This library is using confluent-kafka-python which is a wrapper around the librdkafka (Apache Kafka C/C++ client library).
It helps to integrate kafka with Django.
pip install django-kafka
Considering you have locally setup kafka instance with no authentication. All you need is to define the bootstrap servers.
# ./settings.py
INSTALLED_APPS = [
# ...
"django_kafka",
]
DJANGO_KAFKA = {
"GLOBAL_CONFIG": {
"bootstrap.servers": "kafka1:9092",
},
}
Topics define how to handle incoming messages and how to produce an outgoing message.
from confluent_kafka.serialization import MessageField
from django_kafka.topic import Topic
class Topic1(Topic):
name = "topic1"
def consume(self, msg):
key = self.deserialize(msg.key(), MessageField.KEY, msg.headers())
value = self.deserialize(msg.value(), MessageField.VALUE, msg.headers())
# ... process values
Topic
inherits from the TopicProducer
and TopicConsumer
classes. If you only need to consume or produce messages, inherit from one of these classes instead to avoid defining unnecessary abstract methods.
Consumers define which topics they take care of. Usually you want one consumer per project. If 2 consumers are defined, then they will be started in parallel.
Consumers are auto-discovered and are expected to be located under the some_django_app/kafka/consumers.py
or some_django_app/consumers.py
.
# ./consumers.py
from django_kafka import kafka
from django_kafka.consumer import Consumer, Topics
from my_app.topics import Topic1
# register your consumer using `DjangoKafka` class API decorator
@kafka.consumers()
class MyAppConsumer(Consumer):
# tell the consumers which topics to process using `django_kafka.consumer.Topics` interface.
topics = Topics(
Topic1(),
)
config = {
"group.id": "my-app-consumer",
"auto.offset.reset": "latest",
"enable.auto.offset.store": False,
}
You can use django management command to start defined consumers.
./manage.py kafka_consume
Or you can use DjangoKafka
class API.
from django_kafka import kafka
kafka.run_consumers()
Check Confluent Python Consumer for API documentation.
Message are produced using a Topic instance.
from my_app.topics import Topic1
# this will send a message to kafka, serializing it using the defined serializer
Topic1().produce("some message")
Check Confluent Python Producer for API documentation.
The library is using Confluent's SchemaRegistryClient. In order to use it define a SCHEMA_REGISTRY
setting.
Find available configs in the SchemaRegistryClient docs.
DJANGO_KAFKA = {
"SCHEMA_REGISTRY": {
"url": "http://schema-registry",
},
}
Note: take django_kafka.topic.AvroTopic as an example if you want to implement a custom Topic with your schema.
ModelTopicConsumer
can be used to sync django model instances from abstract kafka events. Simply inherit the class, set the model, the topic to consume from and define a few abstract methods.

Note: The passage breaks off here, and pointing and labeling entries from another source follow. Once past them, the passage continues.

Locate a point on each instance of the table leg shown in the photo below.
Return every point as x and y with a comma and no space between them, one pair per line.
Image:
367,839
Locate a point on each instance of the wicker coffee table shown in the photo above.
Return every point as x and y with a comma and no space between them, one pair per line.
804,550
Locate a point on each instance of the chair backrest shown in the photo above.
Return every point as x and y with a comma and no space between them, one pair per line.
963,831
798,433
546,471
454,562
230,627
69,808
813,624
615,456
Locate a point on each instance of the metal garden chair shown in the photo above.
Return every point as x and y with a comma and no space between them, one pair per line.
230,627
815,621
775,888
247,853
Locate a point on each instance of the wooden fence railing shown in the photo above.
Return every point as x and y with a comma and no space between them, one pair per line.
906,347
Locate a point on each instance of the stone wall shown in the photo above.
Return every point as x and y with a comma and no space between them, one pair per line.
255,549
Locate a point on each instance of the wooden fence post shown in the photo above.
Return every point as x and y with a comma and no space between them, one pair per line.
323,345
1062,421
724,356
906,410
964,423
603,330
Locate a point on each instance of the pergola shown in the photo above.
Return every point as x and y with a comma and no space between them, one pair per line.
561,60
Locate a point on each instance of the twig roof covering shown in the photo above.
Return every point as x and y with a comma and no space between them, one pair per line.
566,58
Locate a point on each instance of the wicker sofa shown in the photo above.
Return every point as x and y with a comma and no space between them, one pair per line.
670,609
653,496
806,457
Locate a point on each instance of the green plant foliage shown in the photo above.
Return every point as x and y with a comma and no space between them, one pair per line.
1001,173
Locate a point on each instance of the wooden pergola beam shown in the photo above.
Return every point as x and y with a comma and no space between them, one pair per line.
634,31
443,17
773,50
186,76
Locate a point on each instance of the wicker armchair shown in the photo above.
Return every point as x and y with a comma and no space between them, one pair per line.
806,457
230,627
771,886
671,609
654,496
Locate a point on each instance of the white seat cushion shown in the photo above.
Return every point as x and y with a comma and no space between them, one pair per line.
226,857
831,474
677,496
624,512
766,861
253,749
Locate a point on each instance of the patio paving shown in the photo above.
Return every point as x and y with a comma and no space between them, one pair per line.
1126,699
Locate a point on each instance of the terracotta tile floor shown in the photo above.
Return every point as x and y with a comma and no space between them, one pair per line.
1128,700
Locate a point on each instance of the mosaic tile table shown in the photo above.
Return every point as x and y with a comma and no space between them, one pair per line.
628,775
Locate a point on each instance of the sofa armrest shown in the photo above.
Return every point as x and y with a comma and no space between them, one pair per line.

from django_kafka.topic.model import ModelTopicConsumer
from my_app.models import MyModel
class MyModelConsumer(ModelTopicConsumer):
name = "topic"
model = MyModel
def is_deletion(self, model, key, value) -> bool:
"""returns if the message represents a deletion"""
return value.pop('__deleted', False)
def get_lookup_kwargs(self, model, key, value) -> dict:
"""returns the lookup kwargs used for filtering the model instance"""
return {"id": key}
Model instances will have their attributes synced from the message value.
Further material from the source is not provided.